There are practical reasons for accepting responsibility. Protestant Pastor Martin Niemoller was imprisoned for taking personal responsibility for speaking out against the Hitler regime. His chilling words illustrate one of these reasons:
First they came for the Socialists, and I did not speak out – because I was not a Socialist.
Then they came for the Trade Unionists, and I did not speak out – because I was not a Trade Unionist.
Then they came for the Jews, and I did not speak out – because I was not a Jew.
Then they came for me – and there was no one left to speak for me.
As Christians, we cannot live alone. We do not have the luxury of saying, ‘it’s fine, so long as I am alright’. As the Desert Father said, ‘our life and death is with our brothers’. Anything that hurts another human being hurts me, for we all share the same image of God.
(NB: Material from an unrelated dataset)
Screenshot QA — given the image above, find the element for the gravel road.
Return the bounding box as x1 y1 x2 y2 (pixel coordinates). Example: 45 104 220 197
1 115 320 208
As Christians, we are our brother’s and sister’s keepers. This is what divine love means. This is the love modelled by Jesus ‘who, being in the form of God, did not consider it robbery to be equal with God, but made Himself of no reputation, taking the form of a bondservant, and coming in the likeness of men. And being found in appearance as a man, He humbled Himself and became obedient to the point of death, even the death of the cross’ (Philippians 2:6-8).
Whether we like it or not, we are free. It was God who created us free. Free to help or ignore others in need. Free to stand silently by while atrocities and injustices are perpetrated, or to speak against them, whatever the cost. And yes, we can try to surrender this freedom to make life a little less scary for ourselves, but the price for such a surrender is high, O so high! It is nothing less than our very humanity itself.